Foundation for Legal Liability

¶ 18 The trial court also found that a certificate of insurance has legal efficacy under another theory-because it provides a foundation for legal liability.

¶ 19 At common law, forgery required a "writing 'which, if genuine, might apparently be of legal efficacy or the foundation of legal liability.' " Smith, 72 Wash.App. at 239, 864 P.2d 406, quoting 4 TORCIA § 493 n.1, at 114-15 (1981).

¶ 20 Washington cases holding that a document provides a foundation for legal liability tend to have a fact pattern involving alteration of currency or a check. For example, in Scoby, a dollar bill was altered by pasting onto it corners taken from a twenty-dollar bill. The dollar bill had legal efficacy because it was "an obligation of the United States that must be redeemed on demand." Scoby, 117 Wash.2d at 58, 810 P.2d 1358, 815 P.2d 1362. In contrast, the unsigned check in Smith did not have legal efficacy because no person is liable for an unsigned check. Smith, 72 Wash.App. at 243, 864 P.2d 406. Similarly, an instrument purporting to be a check but lacking the name of any bank does not have legal efficacy; an order to pay money without stating what bank or person is to pay it, even if genuine, does not affect a legal right. State v. Taes, 5 Wash.2d 51, 53, 104 P.2d 751 (1940). Bradshaw attempts to derive from these cases a rule that to serve as the foundation of legal liability, the written instrument must, on its face, confer a legal right-like a check or a contract. But nothing in these cases suggests they were intended to be read so narrowly.

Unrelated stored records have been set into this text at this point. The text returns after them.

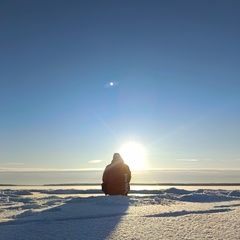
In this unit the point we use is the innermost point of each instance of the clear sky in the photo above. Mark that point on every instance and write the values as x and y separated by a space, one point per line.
79 79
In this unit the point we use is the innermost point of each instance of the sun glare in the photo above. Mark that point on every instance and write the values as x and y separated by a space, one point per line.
133 154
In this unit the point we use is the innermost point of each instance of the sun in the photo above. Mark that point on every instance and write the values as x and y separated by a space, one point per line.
133 154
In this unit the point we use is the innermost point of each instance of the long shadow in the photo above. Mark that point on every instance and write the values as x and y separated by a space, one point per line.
81 218
182 213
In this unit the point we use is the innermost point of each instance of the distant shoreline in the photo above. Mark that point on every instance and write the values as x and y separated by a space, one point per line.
134 184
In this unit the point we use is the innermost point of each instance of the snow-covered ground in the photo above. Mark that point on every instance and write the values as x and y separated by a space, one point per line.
75 214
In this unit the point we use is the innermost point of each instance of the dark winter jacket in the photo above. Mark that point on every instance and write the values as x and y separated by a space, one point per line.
116 177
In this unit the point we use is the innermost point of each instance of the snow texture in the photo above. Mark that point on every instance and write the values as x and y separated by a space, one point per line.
164 214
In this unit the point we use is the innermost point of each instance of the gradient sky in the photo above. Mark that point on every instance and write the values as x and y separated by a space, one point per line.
174 65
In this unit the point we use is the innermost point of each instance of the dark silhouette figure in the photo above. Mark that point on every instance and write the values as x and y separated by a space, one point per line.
116 177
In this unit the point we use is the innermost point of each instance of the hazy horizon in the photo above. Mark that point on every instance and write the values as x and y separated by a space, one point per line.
185 176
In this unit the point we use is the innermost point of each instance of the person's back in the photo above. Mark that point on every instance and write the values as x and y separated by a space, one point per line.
117 176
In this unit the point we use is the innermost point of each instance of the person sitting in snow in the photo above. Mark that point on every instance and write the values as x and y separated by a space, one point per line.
116 177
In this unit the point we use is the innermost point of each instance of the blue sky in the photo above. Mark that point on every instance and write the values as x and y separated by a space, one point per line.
175 72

¶ 21 Bradshaw's certificate of insurance, before alteration, was genuine. It was a representation of the limits of her coverage. The trial court correctly reasoned that if Umpqua had suffered damages as a result of the alteration and had sued Bradshaw for fraudulent misrepresentation, the original unaltered document would be a foundational piece of evidence of Bradshaw's liability. And this is true even though the certificate states on its face that it "is issued as a matter of information only and confers no rights upon the certificate holder." The court heard testimony that insurance certificates are typically used by insureds as evidence of their current policies and limits and that Bradshaw's certificate *1153provided such evidence to the department.

¶ 22 Sufficient evidence supports the trial court's determination that Bradshaw's certificate of insurance had legal efficacy as a foundation for legal liability.

Rule of Lenity

¶ 23 Finally, Bradshaw invokes the rule of lenity to argue for reversal of her conviction. The rule of lenity operates to resolve statutory ambiguities in favor of a criminal defendant. In re Personal Restraint of Sietz, 124 Wash.2d 645, 652, 880 P.2d 34 (1994). It "ensures fair warning by so resolving ambiguity in a criminal statute as to apply it only to conduct clearly covered." United States v. Lanier, 520 U.S. 259, 266, 117 S.Ct. 1219, 137 L.Ed.2d 432 (1997).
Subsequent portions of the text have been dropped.